In recent rulings, Barrett has slowly inched closer to the middle, battling Chief Justice John Roberts to be the court’s ideological center. Last week, she sided with liberal justices in an Arizona voting rights case.
In the interview with O’Donnell, Jackson openly expressed “concern” about the Court’s recent presidential immunity ruling.
In a decision handed down on July 1, the Supreme Court ruled that sitting presidents are immune from prosecution of alleged crimes that take place while performing certain official acts, siding partially with Trump in his quest to quash all of his recent legal troubles.
Jackson and her two fellow liberals, Justice Sonia Sotomayor and Justice Elena Kagan, dissented from the decision, while all six conservative justices voted in favor. In Sunday’s interview, Jackson said she felt that the decision gave Trump unwarranted special treatment in criminal matters.
“I was concerned about a system that appeared to provide immunity for one individual under one set of circumstances, when we have a criminal justice system that had ordinarily treated everyone the same,” Jackson said.
In her written dissent of the immunity decision, Jackson warned that presidents could be “exempt from legal liability for murder, assault, theft, fraud, or any other reprehensible and outlawed criminal act,” as long as they claimed their actions were “official acts.”
“Stated simply: The Court has now declared for the first time in history that the most powerful official in the United States can (under circumstances yet to be fully determined) become a law unto himself,” Jackson wrote. “For my part, I simply cannot abide the majority’s senseless discarding of a model of accountability for criminal acts that treats every citizen of this country as being equally subject to the law—as the Rule of Law requires,” she added.
On Tuesday, Department of Justice (DOJ) special counsel Jack Smith filed a revised indictment against Trump in his federal election interference case.
Trump currently faces four federal charges in the case into his alleged attempts to thwart the 2020 election results, which the former president has claimed was stolen from him via widespread voter fraud despite a lack of substantial evidence.
The charges include conspiracy to defraud the U.S., conspiracy to obstruct an official proceeding, attempting to obstruct an official proceeding, and conspiracy against rights.
Trump has pleaded not guilty to all charges and alleges the case is politically motivated.
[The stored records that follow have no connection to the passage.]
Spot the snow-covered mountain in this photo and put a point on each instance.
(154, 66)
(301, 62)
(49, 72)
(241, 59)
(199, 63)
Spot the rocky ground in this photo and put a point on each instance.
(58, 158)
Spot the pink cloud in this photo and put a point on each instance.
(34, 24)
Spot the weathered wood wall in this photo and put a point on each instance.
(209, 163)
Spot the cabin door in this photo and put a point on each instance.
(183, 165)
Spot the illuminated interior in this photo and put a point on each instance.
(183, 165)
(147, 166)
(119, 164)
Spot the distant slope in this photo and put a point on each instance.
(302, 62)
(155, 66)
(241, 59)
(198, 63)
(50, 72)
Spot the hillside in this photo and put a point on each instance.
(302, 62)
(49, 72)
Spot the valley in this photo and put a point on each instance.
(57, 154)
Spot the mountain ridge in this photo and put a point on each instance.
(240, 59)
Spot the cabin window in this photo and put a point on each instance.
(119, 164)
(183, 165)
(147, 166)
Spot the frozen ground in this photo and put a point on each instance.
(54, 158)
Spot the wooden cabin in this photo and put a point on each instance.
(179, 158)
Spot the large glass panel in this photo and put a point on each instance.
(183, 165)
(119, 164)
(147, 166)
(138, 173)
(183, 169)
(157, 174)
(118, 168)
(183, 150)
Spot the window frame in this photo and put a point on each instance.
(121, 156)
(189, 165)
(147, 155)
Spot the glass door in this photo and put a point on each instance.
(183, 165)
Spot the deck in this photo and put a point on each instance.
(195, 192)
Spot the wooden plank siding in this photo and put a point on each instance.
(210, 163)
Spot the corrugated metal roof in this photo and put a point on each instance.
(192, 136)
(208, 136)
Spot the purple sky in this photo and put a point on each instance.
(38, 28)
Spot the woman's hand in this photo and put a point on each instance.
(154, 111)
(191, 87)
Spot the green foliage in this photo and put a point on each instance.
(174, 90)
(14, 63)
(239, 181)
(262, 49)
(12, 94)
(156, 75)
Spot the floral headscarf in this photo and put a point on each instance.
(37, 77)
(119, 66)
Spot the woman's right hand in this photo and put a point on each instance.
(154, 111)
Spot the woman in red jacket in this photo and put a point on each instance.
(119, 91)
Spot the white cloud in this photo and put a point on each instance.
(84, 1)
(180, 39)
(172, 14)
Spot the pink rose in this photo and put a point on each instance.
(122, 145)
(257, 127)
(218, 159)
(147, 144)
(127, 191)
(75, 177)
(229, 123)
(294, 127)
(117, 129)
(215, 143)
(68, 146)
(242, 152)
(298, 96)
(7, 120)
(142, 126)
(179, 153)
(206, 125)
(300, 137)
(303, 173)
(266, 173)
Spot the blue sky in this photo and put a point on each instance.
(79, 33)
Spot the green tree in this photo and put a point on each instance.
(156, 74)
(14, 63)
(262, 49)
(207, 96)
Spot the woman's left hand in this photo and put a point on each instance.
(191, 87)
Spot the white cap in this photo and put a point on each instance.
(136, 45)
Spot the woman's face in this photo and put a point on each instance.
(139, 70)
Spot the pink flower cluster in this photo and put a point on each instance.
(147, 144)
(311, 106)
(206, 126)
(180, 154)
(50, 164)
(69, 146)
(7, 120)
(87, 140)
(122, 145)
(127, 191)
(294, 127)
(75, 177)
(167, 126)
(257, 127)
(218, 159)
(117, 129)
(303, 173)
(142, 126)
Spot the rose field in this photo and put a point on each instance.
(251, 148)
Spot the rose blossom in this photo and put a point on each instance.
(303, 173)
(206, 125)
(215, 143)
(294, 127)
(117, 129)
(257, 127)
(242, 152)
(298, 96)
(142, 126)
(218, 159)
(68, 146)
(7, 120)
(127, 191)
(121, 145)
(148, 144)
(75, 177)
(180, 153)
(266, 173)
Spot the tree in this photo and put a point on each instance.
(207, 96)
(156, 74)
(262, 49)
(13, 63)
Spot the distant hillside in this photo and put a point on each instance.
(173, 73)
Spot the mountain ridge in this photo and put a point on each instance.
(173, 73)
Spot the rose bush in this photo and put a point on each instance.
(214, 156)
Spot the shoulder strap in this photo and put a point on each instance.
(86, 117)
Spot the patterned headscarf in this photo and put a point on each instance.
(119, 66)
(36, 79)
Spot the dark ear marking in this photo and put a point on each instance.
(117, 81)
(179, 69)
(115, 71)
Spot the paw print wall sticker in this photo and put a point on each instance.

In addition, Trump was indicted in Georgia for alleged election fraud.
In August 2023, Fani Willis, district attorney for Fulton County, Georgia, which covers most of Atlanta, indicted Trump and 18 of his allies for alleged fraud in the state involving the 2020 presidential election. All of the accused pleaded not guilty, but at least four are now cooperating with authorities.
In a new court filing on Monday, Trump attorney Steven Sadow argued that Willis’ election interference case against the former president should be dismissed in part because he believes Willis has been prejudiced against Trump.